Disputa pela prefeitura de SP mostra que coerência e ideologia estão em extinção no mundo político

Sem encaixe – Política é o exercício da incoerência, queiram ou não os seus operadores. Quando interesses pessoais estão em jogo, não importa o que pensa o eleitor. Primordial é conseguir uma costura política que proporcione a alegria de uma minoria sempre privilegiada.

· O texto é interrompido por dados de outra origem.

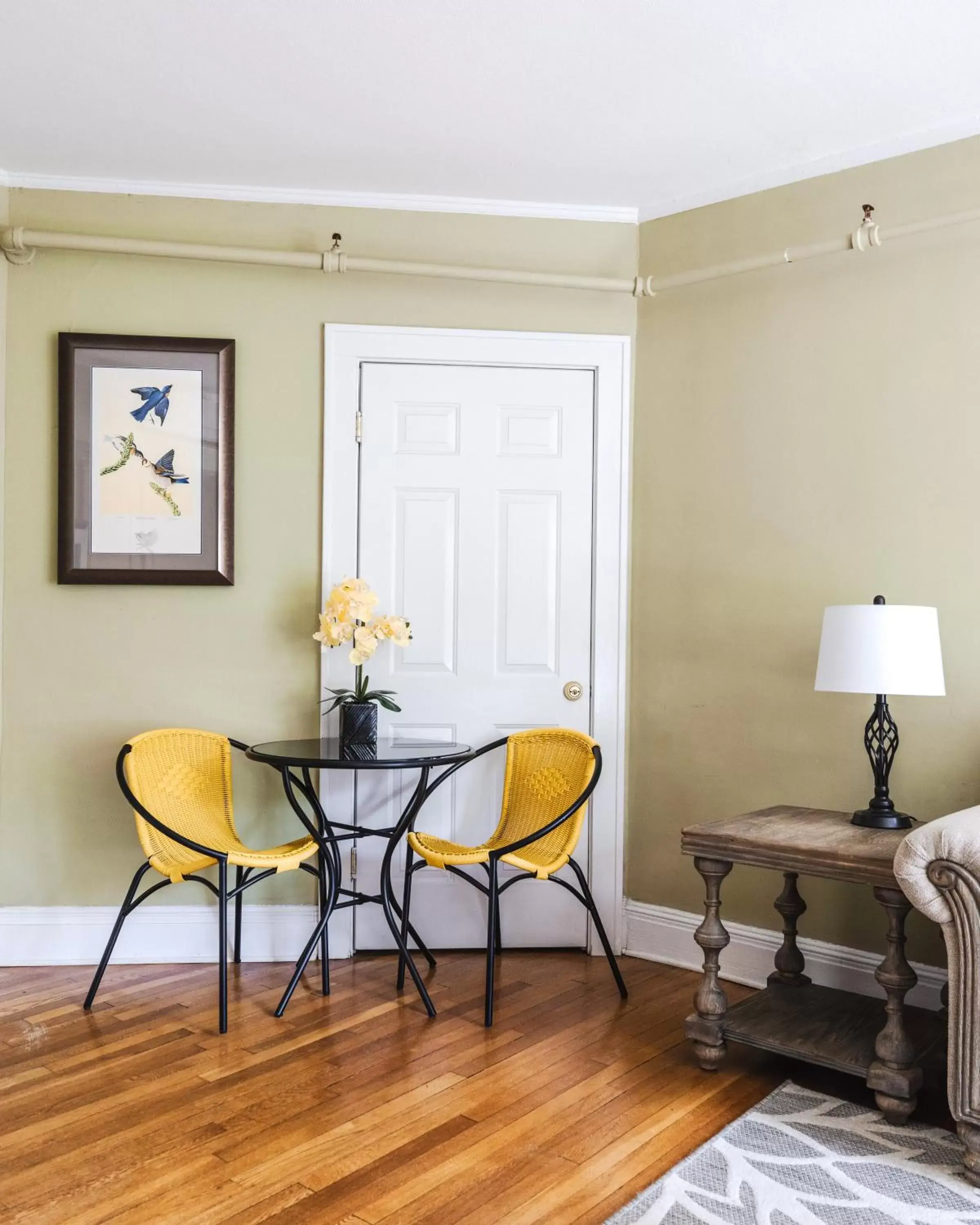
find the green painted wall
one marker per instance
(806, 435)
(86, 667)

Durante anos a fio, Lula e Fernando Collor, por exemplo, foram inimigos figadais, com direito a troca de xingamentos de baixo calão. Nos dias atuais, por conta dos interesses de ambos, esqueceram o passado e agem como amigos fiéis e de longa data. O mesmo Collor não pensou duas vezes para ofender a honra de José Sarney, a quem sucedeu na presidência após derrotar Lula, mas hoje, no Senado, troca tapinhas nas costas com o coronel da política maranhense. O próprio Lula, que em tempos outros ofendia Sarney e seu clã, só não foi alvo de impeachment por causa da intervenção do atual presidente do Senado. E cada vez mais Lula e Dilma dependem da boa vontade do senador pelo PMDB do Amapá.

Contudo, o melhor e mais gritante exemplo dessa incoerência surge em ano eleitoral, ocasião em que políticos deixam de lado a ideologia e partem para o escambo sem qualquer dose de vergonha.

Filhote da ditadura, Paulo Maluf sempre foi a personificação de tudo o que Lula condenou nos tempos de oposição. Agora, com Fernando Haddad empacado com sua campanha à prefeitura de São Paulo, Lula tornou-se aliado de Maluf, que recebeu o ex-metalúrgico em casa com direito a abraços, fotos e algumas garrafas do caro vinho francês Romanée Conti, um dos prediletos do ex-metalúrgico.

Alijada da disputa por imposição de Lula, a ex-prefeita e agora senadora Marta Suplicy disse que sente urticária ao ouvir o nome de Maluf, que em 2004 lhe deu apoio em sua tentativa de reeleição.

Sem Luiza Erundina na chapa de Haddad, a saída encontrada pelo PT foi buscar um candidato a vice no PCdoB, que interrompeu o sonho eleitoral de Netinho de Paula e indicou Nádia Campeão para a vaga. Conhecido por espancar sua ex-esposa, o comunista Netinho subirá no palanque de Haddad e Nádia, o que deve causar problemas e constrangimentos à dupla. O PCdoB, que sempre criticou Maluf, classifica normal a aliança com um dos procurados pela Interpol.

O mais estranho nessa amarração política está em outro detalhe. Responsável pela prisão de Paulo Maluf, o delegado federal licenciado e deputado federal Protógenes Queiroz (PCdoB), eleito no vácuo do palhaço Tiririca, subirá junto com o ex-prefeito paulistano no mesmo palanque para apoiar Fernando Haddad. Tudo no melhor estilo bandido e mocinho. E não causará surpresa se trocarem afagos.

Liderando as pesquisas de intenção de voto, o tucano José Serra também tentou atrair Paulo Maluf, mas perdeu a disputa por não ter o que oferecer em troca. Para fechar com o PT de Lula, o articulado Maluf ganhou do Palácio do Planalto um cargo no Ministério das Cidades. Serra, que ainda não perdeu a esperança de chegar à presidência da República, trouxe um pouco de Dilma Rousseff para a sua campanha rumo ao trono paulistano. O seu vice, já oficializado, é Alexandre Schneider, filiado ao PSD, partido do prefeito Gilberto Kassab e que no Congresso Nacional constantemente dispara salamaleques na direção de Dilma Rousseff. Prova maior foi a recente declaração da senadora Kátia Abreu (PSD-TO) em defesa da reeleição de Dilma.

Em outro vértice da disputa paulistana, o PSDB terá um aliado como adversário. Na verdade, trata-se de uma adversária, Soninha Francine, escolhida como candidata do PPS, partido que no Congresso Nacional engrossa as fileiras da oposição ao lado de tucanos e democratas, que também aderiram à campanha de Serra.

Afilhado político do tucano Geraldo Alckmin, a quem serviu como secretário da Educação, o deputado federal Gabriel Chalita migrou para o PMDB e no Congresso faz as vontades do PT, de quem também será adversário na capital dos paulistas. Candidata a vice na chapa de Chalita, a médica Marianne Pinotti é filha do falecido José Aristodemo Pinotti, ex-deputado federal pelo Democratas, ex-secretário de Kassab e aliado do PSDB.

Resumindo, ideologia política é mercadoria em extinção e de agora em diante somente em livros sobre o tema, em breve também raros.